――ごめん、レオ



私は彼の背中を見送りながら、心の中でそう呟いた。




レオのいないエスプレッシーボで何曲か歌いきった後



「皆様、聞いてくださってありがとうございました。この後もいい夜をお過ごしください。」




ライブ後の決まり文句をステージで言って、颯爽とステージ裏まで歩いていくと



「レオくんが控え室にいる。
なにがあったのかはわからないけれど……、ちゃんと話をしてあげなさい。

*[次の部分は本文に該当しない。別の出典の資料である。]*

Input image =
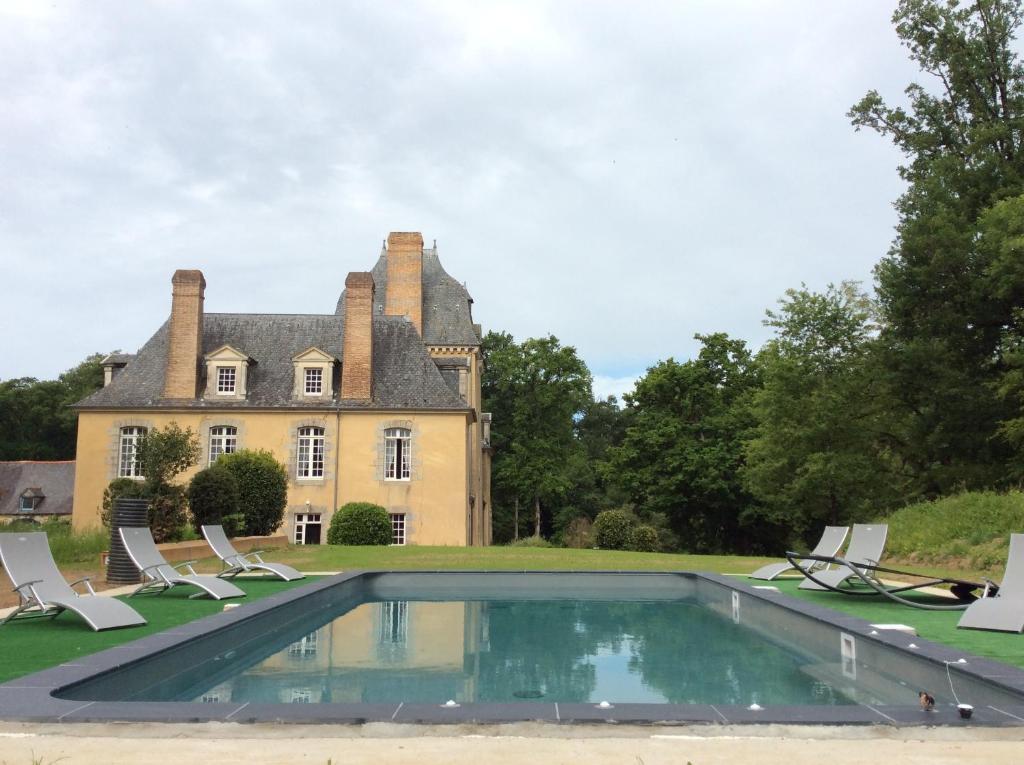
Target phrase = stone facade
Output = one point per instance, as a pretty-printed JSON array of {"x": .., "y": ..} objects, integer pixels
[{"x": 398, "y": 369}]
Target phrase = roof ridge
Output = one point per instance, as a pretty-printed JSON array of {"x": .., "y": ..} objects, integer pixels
[{"x": 36, "y": 462}]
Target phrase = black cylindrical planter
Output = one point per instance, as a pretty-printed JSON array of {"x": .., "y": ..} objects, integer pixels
[{"x": 130, "y": 513}]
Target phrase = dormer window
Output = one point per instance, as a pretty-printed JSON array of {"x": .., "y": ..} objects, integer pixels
[
  {"x": 226, "y": 374},
  {"x": 313, "y": 375},
  {"x": 313, "y": 380},
  {"x": 225, "y": 380}
]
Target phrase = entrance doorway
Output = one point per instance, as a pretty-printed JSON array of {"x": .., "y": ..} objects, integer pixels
[{"x": 307, "y": 528}]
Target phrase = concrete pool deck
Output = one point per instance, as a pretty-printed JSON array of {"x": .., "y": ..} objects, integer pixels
[{"x": 402, "y": 745}]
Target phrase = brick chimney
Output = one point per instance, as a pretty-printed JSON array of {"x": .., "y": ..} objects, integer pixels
[
  {"x": 181, "y": 378},
  {"x": 357, "y": 355},
  {"x": 404, "y": 277}
]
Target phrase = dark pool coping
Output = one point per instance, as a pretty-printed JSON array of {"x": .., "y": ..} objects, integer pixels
[{"x": 33, "y": 697}]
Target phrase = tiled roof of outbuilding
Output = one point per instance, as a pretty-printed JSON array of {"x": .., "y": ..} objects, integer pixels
[
  {"x": 403, "y": 375},
  {"x": 54, "y": 480},
  {"x": 446, "y": 315}
]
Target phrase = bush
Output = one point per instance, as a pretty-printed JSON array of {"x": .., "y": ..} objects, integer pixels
[
  {"x": 643, "y": 539},
  {"x": 127, "y": 487},
  {"x": 235, "y": 524},
  {"x": 359, "y": 523},
  {"x": 612, "y": 527},
  {"x": 262, "y": 485},
  {"x": 167, "y": 513},
  {"x": 579, "y": 534},
  {"x": 212, "y": 495}
]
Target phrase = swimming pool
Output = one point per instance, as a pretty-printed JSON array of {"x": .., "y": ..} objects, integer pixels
[{"x": 498, "y": 646}]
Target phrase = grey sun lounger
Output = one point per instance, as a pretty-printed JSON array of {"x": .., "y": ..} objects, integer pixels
[
  {"x": 832, "y": 540},
  {"x": 44, "y": 592},
  {"x": 866, "y": 544},
  {"x": 237, "y": 562},
  {"x": 1005, "y": 610},
  {"x": 162, "y": 576}
]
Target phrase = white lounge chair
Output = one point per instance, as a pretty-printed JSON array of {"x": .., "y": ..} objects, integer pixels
[
  {"x": 44, "y": 592},
  {"x": 162, "y": 576},
  {"x": 237, "y": 562},
  {"x": 1005, "y": 610},
  {"x": 866, "y": 545},
  {"x": 832, "y": 540}
]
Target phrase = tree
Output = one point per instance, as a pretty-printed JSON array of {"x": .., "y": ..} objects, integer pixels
[
  {"x": 162, "y": 455},
  {"x": 536, "y": 390},
  {"x": 816, "y": 455},
  {"x": 942, "y": 347},
  {"x": 213, "y": 495},
  {"x": 37, "y": 421},
  {"x": 262, "y": 489},
  {"x": 683, "y": 447}
]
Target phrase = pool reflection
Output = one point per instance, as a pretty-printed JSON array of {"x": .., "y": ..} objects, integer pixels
[{"x": 646, "y": 651}]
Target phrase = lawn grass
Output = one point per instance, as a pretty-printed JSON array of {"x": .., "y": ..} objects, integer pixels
[
  {"x": 937, "y": 626},
  {"x": 33, "y": 644},
  {"x": 334, "y": 558}
]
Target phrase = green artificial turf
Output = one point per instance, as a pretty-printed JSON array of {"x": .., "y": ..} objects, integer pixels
[
  {"x": 32, "y": 644},
  {"x": 939, "y": 627}
]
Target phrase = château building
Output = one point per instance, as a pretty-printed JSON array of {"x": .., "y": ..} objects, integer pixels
[{"x": 378, "y": 401}]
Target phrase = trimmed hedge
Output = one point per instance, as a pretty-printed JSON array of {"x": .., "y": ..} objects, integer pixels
[
  {"x": 643, "y": 539},
  {"x": 612, "y": 528},
  {"x": 359, "y": 523},
  {"x": 212, "y": 495},
  {"x": 262, "y": 489}
]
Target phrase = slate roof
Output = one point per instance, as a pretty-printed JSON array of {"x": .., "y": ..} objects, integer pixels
[
  {"x": 448, "y": 317},
  {"x": 403, "y": 375},
  {"x": 55, "y": 480}
]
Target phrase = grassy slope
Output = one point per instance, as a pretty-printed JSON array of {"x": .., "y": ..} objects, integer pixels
[
  {"x": 967, "y": 533},
  {"x": 34, "y": 644}
]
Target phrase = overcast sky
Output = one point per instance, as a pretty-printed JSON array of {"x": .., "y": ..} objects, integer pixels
[{"x": 622, "y": 175}]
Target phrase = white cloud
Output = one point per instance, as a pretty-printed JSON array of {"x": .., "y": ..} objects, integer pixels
[{"x": 622, "y": 176}]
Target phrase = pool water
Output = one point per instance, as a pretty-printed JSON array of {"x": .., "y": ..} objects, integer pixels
[{"x": 658, "y": 651}]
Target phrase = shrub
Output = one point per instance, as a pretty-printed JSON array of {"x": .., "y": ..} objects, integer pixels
[
  {"x": 359, "y": 523},
  {"x": 262, "y": 485},
  {"x": 611, "y": 529},
  {"x": 235, "y": 524},
  {"x": 127, "y": 487},
  {"x": 643, "y": 539},
  {"x": 212, "y": 495},
  {"x": 579, "y": 534},
  {"x": 530, "y": 542},
  {"x": 167, "y": 513}
]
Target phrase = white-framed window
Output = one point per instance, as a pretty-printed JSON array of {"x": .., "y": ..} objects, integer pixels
[
  {"x": 225, "y": 380},
  {"x": 128, "y": 466},
  {"x": 397, "y": 454},
  {"x": 309, "y": 453},
  {"x": 307, "y": 528},
  {"x": 394, "y": 622},
  {"x": 223, "y": 440},
  {"x": 313, "y": 381},
  {"x": 397, "y": 528}
]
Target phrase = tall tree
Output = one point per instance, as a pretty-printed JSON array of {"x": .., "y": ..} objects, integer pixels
[
  {"x": 943, "y": 330},
  {"x": 536, "y": 391},
  {"x": 37, "y": 421},
  {"x": 817, "y": 455},
  {"x": 682, "y": 450}
]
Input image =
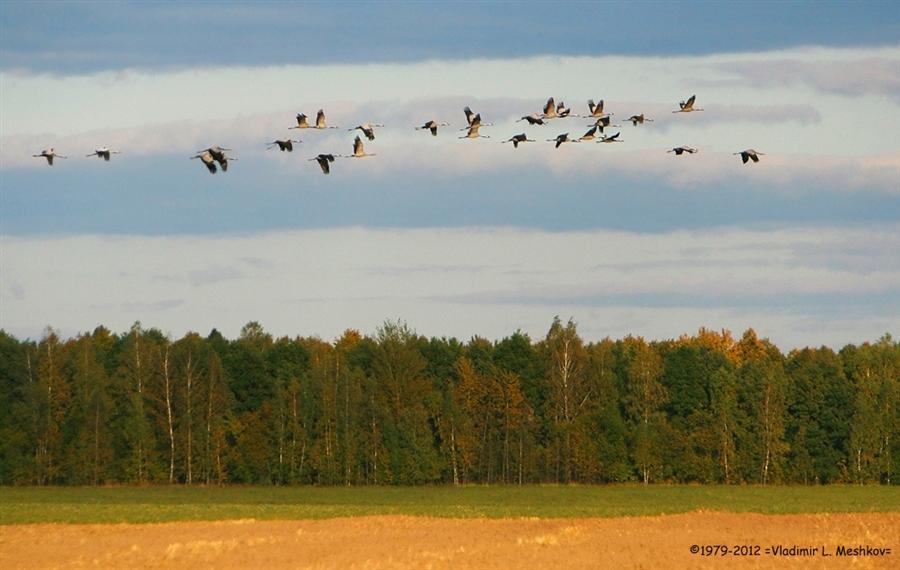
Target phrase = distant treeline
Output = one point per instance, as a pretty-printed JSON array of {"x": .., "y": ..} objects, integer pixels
[{"x": 398, "y": 408}]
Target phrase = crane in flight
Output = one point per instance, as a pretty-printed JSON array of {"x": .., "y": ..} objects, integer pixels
[
  {"x": 679, "y": 150},
  {"x": 218, "y": 154},
  {"x": 688, "y": 106},
  {"x": 359, "y": 151},
  {"x": 604, "y": 122},
  {"x": 432, "y": 126},
  {"x": 561, "y": 139},
  {"x": 207, "y": 160},
  {"x": 324, "y": 161},
  {"x": 516, "y": 139},
  {"x": 611, "y": 138},
  {"x": 639, "y": 119},
  {"x": 750, "y": 154},
  {"x": 473, "y": 132},
  {"x": 103, "y": 153},
  {"x": 286, "y": 145},
  {"x": 596, "y": 110},
  {"x": 49, "y": 154}
]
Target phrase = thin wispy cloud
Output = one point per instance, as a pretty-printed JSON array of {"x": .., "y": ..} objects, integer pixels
[{"x": 464, "y": 281}]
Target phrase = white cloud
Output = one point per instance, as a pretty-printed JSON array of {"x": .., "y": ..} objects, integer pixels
[
  {"x": 784, "y": 282},
  {"x": 801, "y": 110}
]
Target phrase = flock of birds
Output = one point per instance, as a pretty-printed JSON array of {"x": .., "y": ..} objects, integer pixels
[{"x": 215, "y": 156}]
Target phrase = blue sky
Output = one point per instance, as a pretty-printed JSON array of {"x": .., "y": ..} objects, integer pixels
[
  {"x": 801, "y": 246},
  {"x": 80, "y": 37}
]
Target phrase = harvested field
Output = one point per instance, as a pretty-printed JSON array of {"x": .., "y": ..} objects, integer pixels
[{"x": 393, "y": 542}]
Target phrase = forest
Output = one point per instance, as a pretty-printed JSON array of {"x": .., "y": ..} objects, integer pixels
[{"x": 397, "y": 408}]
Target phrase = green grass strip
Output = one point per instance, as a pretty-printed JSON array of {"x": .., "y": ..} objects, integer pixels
[{"x": 20, "y": 505}]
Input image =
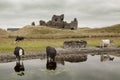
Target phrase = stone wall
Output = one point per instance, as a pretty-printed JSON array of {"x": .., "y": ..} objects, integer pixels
[{"x": 57, "y": 21}]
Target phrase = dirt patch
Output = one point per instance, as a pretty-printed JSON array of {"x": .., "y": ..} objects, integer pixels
[{"x": 72, "y": 55}]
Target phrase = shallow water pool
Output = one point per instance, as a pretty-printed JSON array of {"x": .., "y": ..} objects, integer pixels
[{"x": 92, "y": 69}]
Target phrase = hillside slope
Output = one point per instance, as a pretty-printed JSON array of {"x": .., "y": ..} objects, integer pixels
[{"x": 47, "y": 32}]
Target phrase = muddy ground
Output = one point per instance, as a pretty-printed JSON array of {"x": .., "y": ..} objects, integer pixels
[{"x": 67, "y": 54}]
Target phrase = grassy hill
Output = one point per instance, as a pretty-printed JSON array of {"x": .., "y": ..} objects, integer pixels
[
  {"x": 3, "y": 33},
  {"x": 108, "y": 29},
  {"x": 50, "y": 33}
]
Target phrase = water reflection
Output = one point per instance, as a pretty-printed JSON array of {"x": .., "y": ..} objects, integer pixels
[
  {"x": 19, "y": 68},
  {"x": 106, "y": 57}
]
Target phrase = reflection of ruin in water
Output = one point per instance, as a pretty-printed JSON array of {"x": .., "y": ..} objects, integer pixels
[
  {"x": 51, "y": 65},
  {"x": 19, "y": 68},
  {"x": 106, "y": 57}
]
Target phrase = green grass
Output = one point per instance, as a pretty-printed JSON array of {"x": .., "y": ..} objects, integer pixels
[
  {"x": 8, "y": 45},
  {"x": 38, "y": 37}
]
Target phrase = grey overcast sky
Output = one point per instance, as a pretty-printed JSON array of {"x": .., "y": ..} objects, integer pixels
[{"x": 90, "y": 13}]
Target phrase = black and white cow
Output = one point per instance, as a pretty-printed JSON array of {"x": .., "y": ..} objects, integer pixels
[
  {"x": 19, "y": 68},
  {"x": 106, "y": 43},
  {"x": 19, "y": 38},
  {"x": 18, "y": 52},
  {"x": 51, "y": 65},
  {"x": 51, "y": 53}
]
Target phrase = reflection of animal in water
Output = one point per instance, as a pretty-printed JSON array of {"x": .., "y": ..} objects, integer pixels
[
  {"x": 19, "y": 38},
  {"x": 106, "y": 58},
  {"x": 18, "y": 52},
  {"x": 106, "y": 43},
  {"x": 51, "y": 53},
  {"x": 51, "y": 65},
  {"x": 19, "y": 68}
]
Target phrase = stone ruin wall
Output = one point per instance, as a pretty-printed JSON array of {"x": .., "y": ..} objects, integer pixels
[{"x": 58, "y": 22}]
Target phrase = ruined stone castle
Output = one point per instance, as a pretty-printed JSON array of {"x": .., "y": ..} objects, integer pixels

」




厳しい顔をしたマスターに呼び止められた。






「うん……、そうね。
ありがとう、マスター。」







レオ
かわいいかわいい、私のレオ


彼は今日の私を見て、どんなに苦しんだかわからない。


彼は頭のいい子だから
ちゃんと説明しなきゃ、納得しないだろう。






「レオには私からちゃんと話すわ。
ありがとう、マスター。」






そう言って
レオの待つ、控え室へ行こうと踵を返すと



「その話……
僕も同伴させてもらってもいいかな?」




私の目の前には
あの頃と変わらないコロンを身にまとい、優しく柔らかに微笑む、譲さんの姿があった。





「譲……さん」


「捜したよ、アンナ。
僕の大切な宝物……」





そう言って
譲さんは私をきつくきつく抱きしめた――……。